One scene that appeared in the first draft of Souldancer featured a conversation between Nakvin and Sulaiman that established what both of them had been up to since Nethereal and laid out Sulaiman's plan for dealing with the Cataclysm. Unfortunately, I couldn't find a good place to put the scene that didn't interrupt the narrative flow, and it was cut from later drafts.
I recently rewrote the scene using the Maass exercises detailed here. My editor liked the results, urged me to include it, and even suggested the perfect point to fit it in. So one of my tasks for the final Souldancer revision is to restore the Sulaiman/Nakvin scene. The finished version will undergo a rewrite, but here's the scene that resulted from running the Maass exercise.
The thread of light cutting a narrow trail through the prevailing dimness; the rustling of silk against stone disturbing the silence; the scent of lavender overshadowing the odor of dust and rotting books—all of these announced Nakvin’s intrusion to Sulaiman as clearly as any herald.
He stayed hunched over the tomes and scrolls on the ancient archives desk, even when she stood directly behind him.
“I know what you’re doing, Sulaiman.”
Sulaiman didn’t pause from making a note in the margin of a commentary on the Burned Book. “One should hope so, my liege.”
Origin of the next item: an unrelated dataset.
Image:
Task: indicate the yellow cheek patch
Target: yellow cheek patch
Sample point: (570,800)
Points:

The silk of Nakvin’s robe whispered as she made a few discreet motions. Every candle in the room blazed with a flame many times larger, brighter, and hotter than before.
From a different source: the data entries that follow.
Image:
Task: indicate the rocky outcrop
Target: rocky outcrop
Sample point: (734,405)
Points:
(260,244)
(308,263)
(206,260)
Sulaiman squinted. Queenship suits her well. She proceeds from strength to strength.
“Damn it, Sulaiman,take a minute out from plotting to kill my daughter, stand up like a man, and face me.”
With an inner grin, Sulaiman did as he was ordered. Nakvin stood before him; arms draped in lily white sleeves folded across her chest. Tresses black as ravens’ wings framed a pale face whose silver eyes seemed to pierce his soul.
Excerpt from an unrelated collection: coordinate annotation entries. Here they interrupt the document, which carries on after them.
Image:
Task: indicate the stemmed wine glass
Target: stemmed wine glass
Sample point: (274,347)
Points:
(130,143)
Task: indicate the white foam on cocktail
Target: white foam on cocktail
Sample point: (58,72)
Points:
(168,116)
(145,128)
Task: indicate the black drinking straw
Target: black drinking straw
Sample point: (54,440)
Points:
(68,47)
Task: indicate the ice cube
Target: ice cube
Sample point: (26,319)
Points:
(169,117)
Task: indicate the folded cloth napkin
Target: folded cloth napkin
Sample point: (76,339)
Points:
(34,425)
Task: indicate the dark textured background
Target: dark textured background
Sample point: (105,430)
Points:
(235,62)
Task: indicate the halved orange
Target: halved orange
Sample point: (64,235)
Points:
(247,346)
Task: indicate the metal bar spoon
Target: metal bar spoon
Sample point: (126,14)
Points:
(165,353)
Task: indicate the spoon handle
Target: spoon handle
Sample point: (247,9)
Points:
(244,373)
“You didn’t think you’d keep this from me,” she said.
“I did not.”
Rage seethed behind Nakvin’s stern visage. “Then why in the name of all the departed gods did you scheme to kill Elena under my own roof!?”
Sulaiman felt the queen’s wrath wash over him, but he kept calm with an effort. “You know the necessity of my work as well as I,” he said. “One death will spare the lives of untold innocents.”
Nakvin’s face fell, but she soon rallied. “Elena didn’t ask for what happened to her. Others put her into that position. She’s no more guilty than the billions who died in the Cataclysm; and less guilty than some I could name.”
The degree to which Nakvin’s claim shook him surprised Sulaiman. He was not unfamiliar with moral philosophy, having debated such matters in the Skola while he was yet a prefect on Mithgar. Is it just to kill even a single innocent if a hundred be saved? Sulaiman had thought the hypothetical solved to his satisfaction. After all, there were far more than a hundred souls at stake, and the girl was far from blameless, whatever her mother said.
But deserving of death?
Sulaiman’s inner conflict must have shown on his face, because Nakvin said, “You’re a prefect of Midras, sworn to defend the innocent. Despenser may have made you a monster on the outside, but you’re still the same soul who gave me his cloak when I’d lost mine.”
A terrible weight pressed down on Sulaiman’s heart. He struggled against it for a moment before finally letting it crush every rationalization. “As you say, my part is protecting the weak from the wicked. My god’s abdication changes nothing. And perhaps one who kills an innocent to save millions himself deserves death. Yet the task must be done.”
Sulaiman marched toward the stairs, brushing past a stunned-looking Nakvin.
“I’ve been damned before,” he said. “Let the pain of this deed rest upon me.” He took the first step.